Did I ever mention that I have a real problem with drivers who put everyone else at risk because they can’t keep their damn feet off the accelerator — let alone get behind the wheel when they’re drunk or stoned?
The good news is that Lauwers is okay, and back on his bike.
The LACBC is offering a way to become more active as a bicycling advocate in your own neighborhood. And make a real difference where you live and ride.
The new Neighborhood Bike Ambassador program is designed to empower you to influence the implementation of the L.A. bike plan, as well as programs developed by the LACBC.
The first kick-off meeting takes place tonight in the Valley, followed by four others throughout the L.A. area over the next 10 days. The meetings — and the program itself — are open to everyone; you can sign up to be a Bike Ambassador here.
Finally, a few other brief notes from the world of bicycling.

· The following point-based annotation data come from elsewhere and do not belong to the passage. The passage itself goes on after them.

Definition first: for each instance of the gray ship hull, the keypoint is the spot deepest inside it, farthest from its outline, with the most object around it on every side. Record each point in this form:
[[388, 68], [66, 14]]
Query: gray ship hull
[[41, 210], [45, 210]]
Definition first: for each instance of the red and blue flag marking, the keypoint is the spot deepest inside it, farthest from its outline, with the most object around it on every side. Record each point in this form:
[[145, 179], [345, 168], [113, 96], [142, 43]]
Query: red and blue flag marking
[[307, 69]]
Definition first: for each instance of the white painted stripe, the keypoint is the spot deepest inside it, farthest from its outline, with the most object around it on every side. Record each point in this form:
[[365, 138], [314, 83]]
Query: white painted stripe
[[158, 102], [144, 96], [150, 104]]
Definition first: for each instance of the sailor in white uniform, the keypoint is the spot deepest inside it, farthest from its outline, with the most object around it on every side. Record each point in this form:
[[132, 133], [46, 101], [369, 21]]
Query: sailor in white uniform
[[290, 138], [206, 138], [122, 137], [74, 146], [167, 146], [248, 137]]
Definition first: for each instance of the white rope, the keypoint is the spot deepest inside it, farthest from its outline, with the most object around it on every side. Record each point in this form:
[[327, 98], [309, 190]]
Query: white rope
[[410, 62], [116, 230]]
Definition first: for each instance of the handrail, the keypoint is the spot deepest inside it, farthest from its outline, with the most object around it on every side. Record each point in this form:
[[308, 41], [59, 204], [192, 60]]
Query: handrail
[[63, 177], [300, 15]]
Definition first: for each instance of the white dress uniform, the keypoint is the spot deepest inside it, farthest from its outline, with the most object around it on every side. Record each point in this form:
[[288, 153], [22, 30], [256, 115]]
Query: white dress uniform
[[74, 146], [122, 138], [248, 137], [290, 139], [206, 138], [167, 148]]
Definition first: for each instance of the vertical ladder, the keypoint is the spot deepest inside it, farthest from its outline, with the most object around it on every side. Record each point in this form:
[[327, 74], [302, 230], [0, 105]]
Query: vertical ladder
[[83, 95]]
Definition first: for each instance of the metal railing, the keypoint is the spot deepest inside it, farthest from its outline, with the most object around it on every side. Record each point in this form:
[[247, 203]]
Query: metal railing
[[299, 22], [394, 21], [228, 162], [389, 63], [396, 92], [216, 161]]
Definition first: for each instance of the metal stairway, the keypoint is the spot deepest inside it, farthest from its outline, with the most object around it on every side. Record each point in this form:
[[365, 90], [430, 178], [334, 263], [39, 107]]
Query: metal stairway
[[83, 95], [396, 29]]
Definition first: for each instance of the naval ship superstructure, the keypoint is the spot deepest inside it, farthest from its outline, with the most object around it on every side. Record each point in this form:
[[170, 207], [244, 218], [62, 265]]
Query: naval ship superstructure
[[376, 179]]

In a truly shocking case, a Santa Rosa driver takes his road rage off road, chasing a cyclist 100 yards onto a golf course before running him down with his car. The good news is, an arrest has been made; the bad news is, the 81-year old driver has done it at least twice before. And was still allowed to drive.
Thanks to Emily C for the heads-up.
The schmuck who kidnapped and murdered Louisiana cyclist Mickey Shunick pleads guilty to first degree murder in her death, as well as that of another woman. Hopefully they’ll shove him so deep into the living hell that is Louisiana’s Angola Prison that he’ll never see the light of day again.
Police may have solved the recent rash of Calnago thefts. The Orange County Bicycle Coalition reports hat two stolen Calnagos have been recovered when they were abondoned by the thieves outside an OC Dennys, and a third was recovered in a West Hollywood pawn shop through stolenbikeregistry.com.
No word yet on arrests in the case.
The L.A. Times offers a nice profile of Cypress Park’s Flying Pigeon bike shop and the eponymous Chinese bikes they love and sell.
And a PA cyclist moons a couple in a passing car, then threatens them with his bike seat before crashing into a police cruiser.
Seriously, you can’t make this stuff up.